Hero / Harley-Davidson X440’s price is out, booting below the belt at a cunning 2.29 lakh (roughly $2800 USD). This bike is Harley-Davidson’s most affordable motorcycle, and she’s now published to a middleweight sector in which Royal Enfield has over 90% share (via BQPrime).
The plain-speak? Harley’s about to take a long pull of Royal’s loyal community of riders, many of whom want what Harley bikes are really, really good at – a premium motorcycle capable of long treks on the weekend (via India’s Harley Riding Community on MobilityOutlook).
Hero and Harley aren’t the only brands wanting a piece of the middling Bhārat markets, either; Hero’s triumph for the premium bike sector may be the Harley-Davidson X440, but Bajaj’s hero, Triumph, continues as the prime moniker through which to sell the new, very accessible Speed 400 and Scrambler 400 X duo to a similar end (via MobilityOutlook).

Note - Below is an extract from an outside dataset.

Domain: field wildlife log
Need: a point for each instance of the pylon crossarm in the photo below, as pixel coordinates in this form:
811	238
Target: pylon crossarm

In short, the middleweight luxury bike segment in India appears saturated with all kinds of new bikes, and both Harley and Triumph are gunning to snatch a few sales for the coming season.

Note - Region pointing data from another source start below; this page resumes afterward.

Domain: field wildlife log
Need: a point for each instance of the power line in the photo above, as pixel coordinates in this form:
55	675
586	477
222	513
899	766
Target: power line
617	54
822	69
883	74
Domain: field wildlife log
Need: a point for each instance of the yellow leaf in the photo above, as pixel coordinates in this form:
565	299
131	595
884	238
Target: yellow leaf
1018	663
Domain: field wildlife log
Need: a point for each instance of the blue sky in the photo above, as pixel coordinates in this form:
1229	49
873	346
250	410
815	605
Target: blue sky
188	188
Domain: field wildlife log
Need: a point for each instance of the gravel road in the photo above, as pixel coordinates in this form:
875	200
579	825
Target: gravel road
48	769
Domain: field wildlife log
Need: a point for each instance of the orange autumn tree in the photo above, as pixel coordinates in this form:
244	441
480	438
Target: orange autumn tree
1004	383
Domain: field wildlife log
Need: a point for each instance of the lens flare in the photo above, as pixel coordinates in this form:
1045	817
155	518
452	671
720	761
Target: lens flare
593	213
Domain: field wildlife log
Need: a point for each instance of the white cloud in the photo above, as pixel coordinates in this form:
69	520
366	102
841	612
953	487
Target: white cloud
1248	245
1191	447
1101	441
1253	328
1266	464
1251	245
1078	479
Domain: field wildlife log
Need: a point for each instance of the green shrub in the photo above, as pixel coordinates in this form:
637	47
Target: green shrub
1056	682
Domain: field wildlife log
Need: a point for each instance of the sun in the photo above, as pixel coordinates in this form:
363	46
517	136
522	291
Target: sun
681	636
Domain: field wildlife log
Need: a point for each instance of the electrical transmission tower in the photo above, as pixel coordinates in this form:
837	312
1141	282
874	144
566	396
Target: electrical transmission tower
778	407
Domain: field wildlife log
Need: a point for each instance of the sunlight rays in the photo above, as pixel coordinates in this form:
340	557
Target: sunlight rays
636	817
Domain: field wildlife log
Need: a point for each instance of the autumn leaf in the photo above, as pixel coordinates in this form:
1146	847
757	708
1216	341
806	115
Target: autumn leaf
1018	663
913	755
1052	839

Where does all of this leave Royal Enfield?
We hear RE punted out stellar domestic sales for 2022 (via MotorcyclesData), celebrating “a hike of 24 percent [to 64,436 units] as against 52,135 units sold during the same period last year” (via the Hindustan Times).
These may pose marvelous figures for RE, though we expect domestic competition to put a small dint in sales for the 2023 financial year.
What do you think? Are Harley/Hero’s X440 going to make an impact in India’s middleweight markets?